ABC The World Today

  • Transcript, E&OE
Subjects: Free Trade Agreements with the United Kingdom and European Union; Trans-Pacific Partnership (TPP).
05 September 2016

ELEANOR HALL: Malcolm Turnbull has begun laying the groundwork for a post-Brexit free trade deal with the UK, during a meeting with his British counterpart, Prime Minister Theresa May. And Australia's Trade Minister Steve Ciobo is heading to London later this week, where he too will discuss a trade deal with Britain. But the Minister is also keen to keep the Australia - EU trade negotiations on track. He spoke to political reporter Tom Iggulden in Canberra ahead of his trip.

STEVEN CIOBO: We've got well developed discussions underway with the European Union with a view to commencing free trade negotiations, I hope, in the first half of next year. Obviously, with the UK exiting the European Union, there'll be opportunities to build on the strong historical bonds that we have.

TOM IGGULDEN: Was the Brexit a handbrake, if you like, on a move toward an FTA with the EU?

STEVEN CIOBO: No. Truthfully, we've not seen any impact in terms of our discussions with the European Union. The UK decision and the referendum was a surprise for many, but that no withstanding, that decision having now been taken means as I indicate this week I'll be having conversations the European Union pursuing Cecilia Malmström, my trader counterpart from the EU, about what opportunities exist to continue progressing our discussions. But also, to have discussions such as those with Secretary Fox, my UK counterpart to look at the opportunities that exist with respect to building on our relationships.

TOM IGGULDEN: What about the domestic climate here in Australia? We have seen the election of a series of quite protectionist minded politicians, particularly in the new senate here. Will you have that in the back of your mind as you go forth into Europe and put these issues on the table?

STEVEN CIOBO: Look I'm very respectful about the concern, the alienation that some Australians have with respect to free trade, but I think it's important to reinforce that protectionism, that protectionist instincts are not the way forward. The fact is that Australia's standard of living, which has seen GDP growth for 25 years, which has seen national prosperity continue to increase is a consequence of numerous factors, but one of the most significant has been our willingness to engage with the world. We do not advance Australia's national interest. We don't advance Australia's national prosperity by turning our back on reaching trade agreements with other countries around the world because that drives jobs and it drives economic growth.
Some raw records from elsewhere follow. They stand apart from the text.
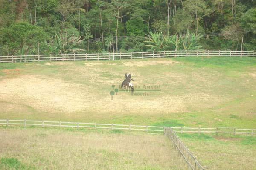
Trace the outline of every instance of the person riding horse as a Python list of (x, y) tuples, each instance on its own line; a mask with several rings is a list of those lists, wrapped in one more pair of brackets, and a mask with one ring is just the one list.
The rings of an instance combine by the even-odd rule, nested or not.
[(126, 87), (128, 87), (128, 92), (129, 92), (129, 89), (131, 88), (131, 91), (133, 92), (134, 89), (133, 88), (133, 85), (131, 83), (131, 80), (134, 80), (131, 79), (131, 74), (125, 73), (125, 79), (123, 81), (122, 85), (121, 86), (121, 88), (124, 87), (125, 90)]

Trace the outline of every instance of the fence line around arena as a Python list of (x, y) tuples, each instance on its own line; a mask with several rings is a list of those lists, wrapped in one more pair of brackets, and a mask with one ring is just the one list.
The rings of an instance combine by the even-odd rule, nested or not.
[(189, 56), (256, 57), (254, 51), (180, 50), (108, 53), (0, 56), (0, 63), (120, 60)]
[(192, 170), (204, 170), (204, 167), (199, 164), (195, 157), (189, 152), (183, 144), (175, 133), (170, 127), (164, 128), (164, 134), (170, 140), (174, 147), (178, 152), (183, 161), (187, 165), (187, 169)]
[[(59, 127), (94, 129), (117, 129), (129, 130), (141, 130), (147, 132), (164, 132), (165, 127), (114, 124), (100, 124), (61, 121), (36, 121), (29, 120), (0, 119), (0, 125), (37, 126), (41, 127)], [(174, 132), (180, 133), (229, 133), (233, 135), (246, 134), (253, 135), (256, 134), (256, 129), (236, 128), (234, 127), (169, 127)]]

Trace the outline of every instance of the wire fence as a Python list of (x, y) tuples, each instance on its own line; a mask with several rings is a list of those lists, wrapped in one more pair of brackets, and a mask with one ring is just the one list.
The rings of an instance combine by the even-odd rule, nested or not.
[[(136, 125), (114, 124), (75, 122), (61, 121), (36, 121), (28, 120), (0, 119), (0, 125), (4, 126), (35, 126), (37, 127), (58, 127), (74, 128), (116, 129), (128, 130), (140, 130), (147, 132), (164, 132), (163, 126)], [(256, 134), (256, 129), (241, 129), (234, 127), (170, 127), (173, 132), (180, 133), (215, 133), (218, 135), (227, 133), (232, 135), (244, 134), (253, 135)]]
[(182, 158), (187, 165), (188, 169), (204, 170), (195, 157), (189, 151), (175, 133), (169, 127), (165, 127), (164, 134), (171, 140), (174, 147), (177, 150), (179, 156)]
[(95, 54), (62, 54), (0, 56), (0, 63), (32, 61), (76, 61), (144, 59), (147, 58), (189, 57), (256, 57), (253, 51), (163, 51), (136, 52)]

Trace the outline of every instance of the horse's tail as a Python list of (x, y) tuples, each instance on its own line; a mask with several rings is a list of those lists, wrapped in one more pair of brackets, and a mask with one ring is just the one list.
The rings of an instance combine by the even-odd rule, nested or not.
[(134, 90), (132, 85), (131, 86), (131, 89), (132, 91), (133, 91)]

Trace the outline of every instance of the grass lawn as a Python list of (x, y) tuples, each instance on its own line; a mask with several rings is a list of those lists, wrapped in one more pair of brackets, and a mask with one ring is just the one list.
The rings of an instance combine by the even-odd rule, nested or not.
[(209, 170), (256, 170), (256, 136), (178, 133)]
[(0, 127), (1, 170), (181, 170), (162, 134)]
[[(125, 72), (134, 95), (111, 100)], [(1, 63), (0, 118), (255, 128), (256, 73), (249, 57)]]

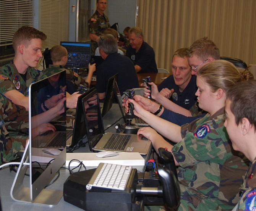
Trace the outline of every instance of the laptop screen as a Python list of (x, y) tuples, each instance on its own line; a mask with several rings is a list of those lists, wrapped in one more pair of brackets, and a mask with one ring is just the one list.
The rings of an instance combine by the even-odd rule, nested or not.
[(68, 51), (66, 68), (72, 69), (88, 69), (91, 59), (91, 43), (75, 42), (61, 42), (60, 45)]
[(104, 126), (96, 89), (94, 89), (84, 97), (82, 101), (89, 148), (91, 151), (104, 133)]

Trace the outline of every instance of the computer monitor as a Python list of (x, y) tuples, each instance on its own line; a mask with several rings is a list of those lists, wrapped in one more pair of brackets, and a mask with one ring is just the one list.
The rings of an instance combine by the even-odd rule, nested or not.
[(65, 68), (72, 69), (87, 69), (91, 59), (91, 43), (61, 42), (60, 45), (68, 51), (68, 62)]
[[(58, 81), (57, 80), (57, 78), (58, 79)], [(54, 84), (56, 85), (57, 84), (57, 85), (55, 85), (54, 88), (49, 87), (53, 84), (49, 82), (51, 79), (56, 79), (56, 83)], [(32, 147), (31, 143), (35, 141), (34, 139), (42, 135), (33, 135), (31, 129), (35, 128), (35, 121), (38, 122), (38, 121), (41, 121), (43, 119), (45, 121), (45, 116), (42, 116), (42, 114), (44, 114), (41, 113), (42, 110), (40, 108), (41, 106), (40, 106), (42, 105), (41, 101), (42, 99), (44, 99), (45, 97), (49, 98), (52, 96), (55, 97), (54, 95), (58, 92), (59, 94), (63, 94), (65, 97), (65, 92), (62, 88), (63, 85), (65, 85), (65, 80), (66, 71), (64, 70), (32, 84), (29, 87), (29, 140), (25, 148), (21, 162), (21, 164), (19, 167), (11, 188), (11, 196), (15, 201), (51, 206), (57, 204), (63, 196), (62, 190), (46, 189), (45, 188), (55, 177), (57, 172), (66, 161), (66, 137), (62, 139), (62, 143), (60, 145), (60, 148), (61, 149), (61, 150), (59, 155), (50, 155), (42, 151), (44, 148), (39, 145), (38, 147), (34, 145), (33, 147)], [(45, 96), (45, 95), (47, 96)], [(59, 105), (61, 105), (61, 104), (63, 103), (63, 105), (61, 106), (61, 106), (58, 107), (60, 112), (55, 113), (63, 112), (65, 107), (65, 102), (60, 103)], [(50, 108), (49, 108), (51, 109)], [(46, 111), (45, 111), (43, 112)], [(47, 115), (47, 116), (48, 119), (49, 116)], [(66, 116), (55, 118), (62, 118), (63, 116), (65, 117)], [(49, 121), (52, 121), (53, 117), (51, 116), (49, 119)], [(63, 126), (62, 127), (65, 129), (66, 120), (62, 120), (60, 122)], [(44, 134), (43, 135), (42, 137), (47, 136)], [(42, 139), (42, 141), (44, 140), (44, 139)], [(44, 160), (48, 160), (47, 163), (40, 163), (39, 165), (37, 160), (35, 161), (35, 158), (37, 158), (38, 159), (39, 157), (42, 157), (42, 159), (45, 159)], [(51, 160), (52, 161), (49, 162)], [(27, 187), (27, 185), (24, 185), (23, 179), (25, 174), (28, 172), (28, 167), (29, 167), (29, 186)]]

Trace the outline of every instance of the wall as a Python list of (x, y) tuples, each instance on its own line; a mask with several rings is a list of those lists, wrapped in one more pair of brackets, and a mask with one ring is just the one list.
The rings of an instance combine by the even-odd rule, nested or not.
[(118, 23), (120, 32), (126, 26), (135, 26), (137, 0), (108, 0), (108, 17), (111, 25)]
[(175, 50), (208, 37), (221, 56), (256, 64), (255, 0), (138, 0), (136, 25), (154, 48), (158, 67), (171, 69)]

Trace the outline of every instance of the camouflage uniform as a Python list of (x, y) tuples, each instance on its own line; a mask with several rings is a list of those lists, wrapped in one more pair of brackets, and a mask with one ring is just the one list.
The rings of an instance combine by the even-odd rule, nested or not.
[(238, 211), (255, 210), (256, 208), (256, 159), (247, 171), (242, 185)]
[[(104, 30), (107, 28), (110, 28), (109, 18), (103, 14), (101, 15), (97, 10), (88, 21), (89, 27), (89, 33), (94, 34), (98, 36), (102, 34)], [(98, 47), (97, 42), (91, 40), (92, 55), (94, 55), (95, 50)]]
[[(231, 210), (238, 201), (249, 162), (231, 152), (224, 113), (222, 108), (181, 126), (183, 139), (172, 148), (180, 165), (180, 211)], [(153, 207), (149, 210), (163, 209)]]
[(3, 66), (0, 69), (0, 93), (16, 90), (25, 96), (28, 96), (28, 88), (32, 83), (46, 77), (40, 71), (29, 67), (26, 70), (25, 81), (18, 72), (12, 61)]
[[(28, 132), (24, 124), (28, 114), (24, 107), (16, 105), (0, 94), (0, 164), (15, 159), (16, 153), (24, 150)], [(6, 128), (9, 130), (8, 132)], [(16, 129), (17, 130), (14, 130)], [(23, 130), (22, 129), (24, 129)], [(11, 131), (10, 132), (10, 131)], [(24, 133), (22, 132), (24, 132)]]
[(75, 72), (71, 70), (66, 69), (60, 65), (54, 65), (49, 64), (49, 68), (45, 69), (42, 72), (47, 76), (50, 76), (55, 73), (57, 73), (61, 71), (66, 70), (66, 78), (67, 80), (71, 81), (74, 85), (75, 89), (77, 90), (80, 84), (83, 84), (88, 87), (88, 83), (85, 82), (85, 80)]

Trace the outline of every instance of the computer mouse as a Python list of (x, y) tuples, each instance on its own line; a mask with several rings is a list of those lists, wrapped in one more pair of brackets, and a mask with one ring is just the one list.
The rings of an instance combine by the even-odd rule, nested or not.
[(118, 153), (113, 151), (101, 151), (97, 153), (96, 156), (98, 158), (107, 158), (117, 156), (118, 155)]
[(42, 151), (45, 153), (49, 154), (52, 155), (58, 155), (62, 151), (58, 149), (55, 149), (55, 148), (47, 148), (44, 149)]

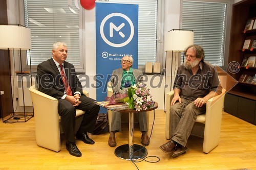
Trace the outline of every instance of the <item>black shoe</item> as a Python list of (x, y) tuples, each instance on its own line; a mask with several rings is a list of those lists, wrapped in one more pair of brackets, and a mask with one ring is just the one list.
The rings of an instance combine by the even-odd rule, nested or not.
[(94, 141), (91, 139), (86, 133), (83, 132), (82, 133), (77, 133), (76, 137), (77, 139), (82, 140), (84, 143), (90, 144), (94, 144)]
[(187, 147), (184, 147), (183, 146), (178, 145), (177, 144), (172, 157), (173, 158), (177, 157), (180, 155), (185, 153), (187, 151), (188, 151), (188, 149), (187, 149)]
[(69, 151), (70, 154), (71, 155), (77, 156), (78, 157), (82, 156), (82, 153), (77, 148), (77, 147), (75, 143), (66, 143), (66, 148), (67, 148), (67, 150)]

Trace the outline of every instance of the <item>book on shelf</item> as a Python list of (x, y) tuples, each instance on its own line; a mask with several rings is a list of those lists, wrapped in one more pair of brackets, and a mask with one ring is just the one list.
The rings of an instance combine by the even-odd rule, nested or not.
[(246, 21), (246, 23), (245, 24), (244, 33), (245, 33), (247, 30), (250, 30), (252, 29), (252, 26), (253, 25), (254, 21), (254, 19), (252, 19), (247, 20), (247, 21)]
[(255, 61), (256, 56), (250, 56), (248, 59), (248, 63), (247, 66), (248, 66), (248, 67), (254, 67)]
[(242, 64), (241, 66), (246, 66), (248, 64), (248, 57), (244, 57), (243, 61), (242, 62)]
[(253, 26), (252, 26), (253, 29), (256, 29), (256, 19), (254, 20), (254, 23), (253, 23)]
[(238, 81), (240, 82), (243, 82), (246, 77), (246, 74), (241, 75), (240, 78), (239, 78), (239, 80), (238, 80)]
[(252, 48), (252, 49), (256, 48), (256, 39), (254, 39), (253, 40), (253, 41), (252, 41), (252, 43), (251, 44), (251, 48)]
[(121, 110), (129, 109), (129, 106), (128, 106), (126, 103), (120, 103), (116, 105), (109, 105), (110, 103), (109, 101), (95, 101), (95, 103), (97, 105), (103, 107), (108, 110), (114, 111), (118, 111)]
[(253, 77), (252, 76), (248, 76), (245, 83), (250, 83), (252, 81), (252, 79), (253, 79)]
[(252, 79), (251, 83), (256, 84), (256, 75), (253, 77), (253, 79)]
[(243, 46), (243, 49), (248, 49), (249, 45), (250, 45), (250, 42), (251, 42), (250, 39), (246, 39), (244, 40), (244, 45)]

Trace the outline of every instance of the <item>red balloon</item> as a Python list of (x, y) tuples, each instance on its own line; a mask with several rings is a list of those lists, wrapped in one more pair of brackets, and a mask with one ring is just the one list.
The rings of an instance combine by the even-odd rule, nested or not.
[(95, 7), (95, 0), (80, 0), (81, 6), (87, 10), (91, 10)]

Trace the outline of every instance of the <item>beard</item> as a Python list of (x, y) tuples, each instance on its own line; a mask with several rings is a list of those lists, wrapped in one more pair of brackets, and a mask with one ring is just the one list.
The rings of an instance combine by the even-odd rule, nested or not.
[(200, 62), (200, 61), (198, 61), (197, 60), (195, 60), (194, 62), (186, 60), (184, 62), (184, 66), (185, 66), (185, 68), (187, 69), (191, 69), (192, 68), (195, 67), (197, 65), (198, 65)]

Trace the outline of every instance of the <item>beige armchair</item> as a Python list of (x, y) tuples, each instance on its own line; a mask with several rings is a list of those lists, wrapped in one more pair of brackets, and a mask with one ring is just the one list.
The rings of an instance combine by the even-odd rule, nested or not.
[[(62, 132), (56, 99), (39, 91), (33, 85), (29, 88), (34, 107), (36, 143), (55, 152), (61, 150), (60, 133)], [(87, 96), (89, 93), (83, 90)], [(81, 124), (84, 112), (76, 110), (76, 131)]]
[[(111, 82), (108, 82), (107, 88), (108, 88), (108, 96), (110, 98), (114, 94), (112, 89), (112, 83), (111, 83)], [(112, 120), (112, 113), (113, 112), (112, 111), (108, 110), (108, 118), (109, 119), (110, 132), (111, 131), (111, 122)], [(138, 114), (138, 113), (135, 113), (135, 114)], [(150, 123), (150, 112), (146, 112), (146, 122), (147, 125), (147, 130), (148, 130), (148, 124)], [(128, 114), (122, 114), (121, 117), (122, 122), (125, 123), (129, 122), (128, 118), (129, 118)], [(134, 116), (134, 122), (139, 122), (139, 120), (137, 118), (137, 116)]]
[[(222, 93), (214, 98), (210, 99), (206, 103), (205, 114), (197, 116), (191, 134), (204, 138), (203, 152), (209, 153), (219, 144), (222, 116), (222, 108), (226, 90), (222, 89)], [(165, 137), (170, 139), (170, 101), (174, 95), (174, 91), (167, 93), (166, 96), (166, 117), (165, 125)]]

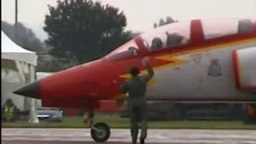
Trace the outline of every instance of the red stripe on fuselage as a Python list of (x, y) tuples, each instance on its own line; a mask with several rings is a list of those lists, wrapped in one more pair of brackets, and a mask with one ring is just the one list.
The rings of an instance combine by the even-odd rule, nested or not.
[(235, 84), (238, 87), (238, 89), (241, 90), (241, 80), (240, 80), (240, 75), (239, 75), (239, 64), (238, 64), (238, 53), (236, 50), (234, 50), (232, 52), (232, 58), (233, 58), (233, 68), (234, 68), (234, 81)]

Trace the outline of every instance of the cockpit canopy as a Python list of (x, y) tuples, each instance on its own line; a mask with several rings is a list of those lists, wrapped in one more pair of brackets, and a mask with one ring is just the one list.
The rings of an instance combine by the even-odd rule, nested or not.
[[(255, 30), (254, 27), (256, 25), (255, 19), (211, 18), (201, 20), (200, 22), (204, 37), (202, 41), (249, 33)], [(154, 51), (188, 45), (191, 42), (191, 23), (192, 21), (183, 21), (154, 29), (129, 41), (105, 58), (120, 59), (135, 56), (142, 51)], [(141, 41), (135, 41), (136, 38)]]

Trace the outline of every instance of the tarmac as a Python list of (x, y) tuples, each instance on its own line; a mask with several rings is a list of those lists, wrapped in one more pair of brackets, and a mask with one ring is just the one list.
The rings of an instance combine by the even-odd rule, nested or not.
[[(94, 144), (90, 129), (2, 128), (3, 144)], [(106, 144), (131, 143), (130, 130), (111, 129)], [(139, 142), (138, 142), (139, 143)], [(148, 130), (148, 144), (256, 144), (256, 130)]]

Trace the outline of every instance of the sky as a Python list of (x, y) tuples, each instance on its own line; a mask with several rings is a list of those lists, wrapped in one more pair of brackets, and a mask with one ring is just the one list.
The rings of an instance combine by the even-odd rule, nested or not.
[[(170, 16), (175, 20), (204, 18), (256, 18), (256, 0), (96, 0), (122, 11), (127, 18), (126, 30), (143, 32), (153, 29), (154, 22)], [(15, 0), (1, 0), (2, 21), (14, 23)], [(30, 28), (38, 38), (47, 38), (44, 32), (47, 5), (57, 0), (18, 0), (18, 20)]]

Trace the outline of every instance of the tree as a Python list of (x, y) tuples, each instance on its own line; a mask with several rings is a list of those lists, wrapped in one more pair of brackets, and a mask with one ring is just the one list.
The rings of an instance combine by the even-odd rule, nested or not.
[(130, 38), (124, 33), (126, 18), (110, 5), (92, 0), (58, 1), (48, 6), (46, 41), (58, 58), (75, 57), (79, 63), (98, 58)]

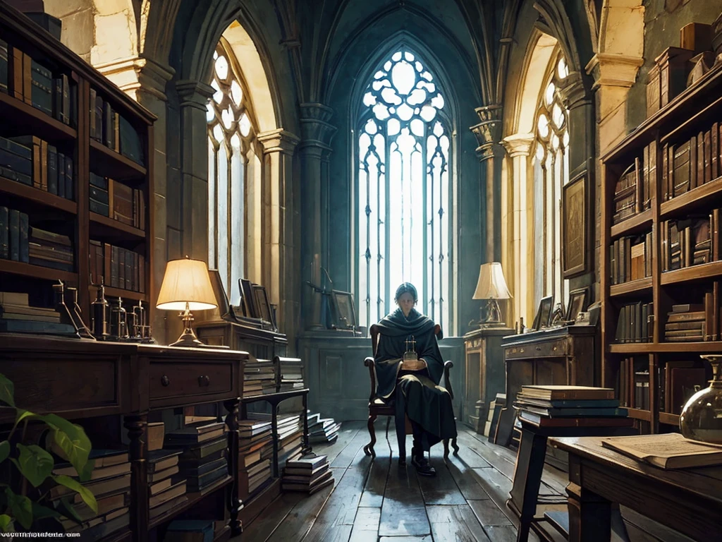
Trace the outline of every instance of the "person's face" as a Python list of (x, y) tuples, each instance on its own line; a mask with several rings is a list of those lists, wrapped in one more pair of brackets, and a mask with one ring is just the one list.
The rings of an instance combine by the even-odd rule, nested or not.
[(405, 292), (401, 295), (399, 299), (396, 300), (396, 303), (399, 304), (399, 306), (400, 306), (401, 310), (404, 311), (404, 315), (409, 316), (409, 313), (411, 312), (411, 309), (414, 308), (414, 296), (409, 292)]

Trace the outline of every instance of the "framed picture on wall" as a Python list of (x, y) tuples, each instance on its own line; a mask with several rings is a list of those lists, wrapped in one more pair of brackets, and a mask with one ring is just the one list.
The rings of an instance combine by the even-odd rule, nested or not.
[(570, 278), (587, 270), (587, 202), (584, 171), (562, 188), (562, 275)]

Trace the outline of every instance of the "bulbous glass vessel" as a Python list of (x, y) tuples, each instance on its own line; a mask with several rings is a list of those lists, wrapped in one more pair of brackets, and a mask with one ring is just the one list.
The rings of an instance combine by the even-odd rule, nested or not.
[(722, 444), (722, 355), (701, 356), (712, 365), (710, 387), (700, 390), (684, 405), (679, 429), (687, 439)]

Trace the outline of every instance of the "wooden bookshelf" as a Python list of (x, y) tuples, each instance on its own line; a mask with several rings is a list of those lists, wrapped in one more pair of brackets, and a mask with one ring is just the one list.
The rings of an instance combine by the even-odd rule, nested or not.
[[(716, 140), (716, 165), (713, 165), (712, 160), (693, 163), (692, 160), (697, 160), (699, 154), (696, 147), (694, 153), (691, 150), (689, 152), (690, 158), (686, 166), (684, 158), (681, 158), (678, 164), (675, 153), (678, 147), (684, 149), (687, 142), (690, 142), (689, 147), (692, 148), (692, 142), (696, 141), (697, 134), (710, 131), (715, 123), (718, 123), (718, 129), (722, 124), (721, 87), (722, 65), (718, 64), (700, 81), (644, 121), (602, 157), (601, 289), (604, 354), (601, 384), (619, 390), (620, 379), (624, 371), (627, 385), (629, 385), (630, 378), (634, 379), (635, 384), (632, 387), (624, 391), (625, 397), (633, 401), (634, 397), (628, 397), (627, 395), (630, 390), (634, 390), (636, 383), (640, 382), (640, 377), (643, 375), (641, 382), (645, 386), (648, 380), (649, 409), (629, 408), (630, 416), (639, 420), (643, 423), (640, 428), (645, 431), (659, 432), (661, 423), (665, 425), (662, 428), (664, 431), (679, 425), (679, 415), (664, 411), (664, 395), (667, 390), (664, 387), (674, 386), (674, 382), (664, 382), (668, 371), (666, 364), (673, 361), (690, 361), (692, 368), (699, 368), (703, 366), (700, 354), (722, 352), (722, 340), (719, 340), (722, 339), (719, 329), (722, 300), (717, 298), (722, 297), (722, 294), (718, 295), (722, 290), (720, 288), (722, 284), (722, 254), (718, 261), (714, 261), (710, 249), (705, 263), (693, 265), (689, 265), (690, 259), (682, 259), (684, 257), (682, 254), (679, 257), (682, 259), (680, 264), (686, 262), (687, 267), (664, 272), (663, 256), (671, 261), (672, 256), (677, 252), (672, 252), (670, 247), (663, 243), (662, 238), (667, 220), (706, 217), (713, 212), (713, 210), (722, 207), (722, 198), (720, 197), (722, 195), (722, 153), (719, 150), (722, 145), (722, 134), (718, 132), (716, 138), (708, 136), (710, 141)], [(706, 145), (707, 139), (703, 141)], [(684, 155), (683, 152), (680, 154)], [(669, 156), (673, 157), (674, 161)], [(663, 162), (663, 158), (666, 161)], [(651, 199), (651, 208), (638, 212), (619, 224), (613, 224), (617, 181), (622, 172), (635, 163), (639, 168), (638, 184), (640, 178), (645, 178), (648, 181), (648, 195)], [(691, 165), (692, 163), (694, 165)], [(654, 169), (650, 169), (653, 165)], [(687, 169), (684, 169), (685, 167)], [(650, 172), (653, 172), (653, 174)], [(689, 175), (689, 182), (686, 186), (685, 172), (688, 172)], [(698, 178), (699, 181), (697, 180)], [(704, 182), (705, 179), (707, 182)], [(669, 196), (671, 192), (677, 195)], [(665, 200), (665, 198), (669, 199)], [(639, 198), (638, 201), (641, 199)], [(610, 247), (612, 244), (623, 236), (644, 235), (649, 232), (653, 233), (652, 246), (651, 254), (645, 254), (645, 257), (651, 258), (651, 276), (622, 284), (612, 284), (613, 255), (610, 254)], [(711, 241), (712, 236), (710, 233), (710, 244), (714, 242)], [(690, 241), (685, 241), (687, 246), (684, 250), (694, 251), (697, 248), (703, 247), (702, 244), (697, 244), (700, 242), (698, 238), (692, 237), (691, 244)], [(703, 249), (700, 248), (700, 250)], [(690, 251), (684, 253), (688, 258), (690, 257)], [(627, 254), (625, 257), (630, 257), (630, 255)], [(705, 322), (709, 320), (718, 327), (715, 331), (718, 340), (666, 342), (666, 332), (669, 332), (670, 329), (680, 329), (666, 328), (672, 306), (684, 304), (704, 304), (705, 296), (709, 295), (708, 293), (712, 293), (714, 300), (705, 306), (704, 319)], [(650, 337), (650, 342), (616, 343), (622, 307), (629, 304), (651, 301), (653, 303), (653, 318), (651, 327), (653, 333)], [(711, 311), (708, 311), (708, 306), (711, 306)], [(690, 309), (690, 311), (694, 310)], [(713, 317), (713, 314), (716, 317)], [(708, 329), (705, 327), (705, 334), (708, 332), (706, 331)], [(693, 332), (690, 331), (690, 335)], [(633, 362), (622, 363), (625, 358), (633, 358)], [(649, 374), (646, 376), (648, 370)], [(633, 395), (633, 391), (632, 393)]]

TOM IGGULDEN: Turning now to the Trans-Pacific Partnership, time has all but run out in the United States for Congress to ratify that deal. How much of a blow would it be to America's prestige in our part of the world for that deal to fall over?

STEVEN CIOBO: Well, time hasn't run out, the clock is still ticking, and the fact is that all the opinion and advice within the US tends to indicate the lame duck session, that is the period after the presidential election and prior to the inauguration, represents the best opportunity for the Americans to look at ratifying the TPP. Whether that happens or not, only time will tell, but I'm certainly not going to be writing it off at this stage.

TOM IGGULDEN: Substantial alterations to that deal, though, would seem to be on the cards whatever happens in that lame duck session as you point out. Would that from Australia's point of view require a renegotiation of the terms?

STEVEN CIOBO: Look, there is no way that we have a renegotiation around the terms of this agreement. The agreement's been struck.

TOM IGGULDEN: Have you communicated that to your American counterparts?

STEVEN CIOBO: Certainly have, yes. There's sensitivities, like any trade agreement as I said, sensitivities around all sides. The agreement that was reached is an agreement that represents the best efforts of all 12 member countries that were involved, there's no scope for renegotiation on those issues.

ELEANOR HALL: That's the Trade Minister Steve Ciobo speaking to Tom Iggulden.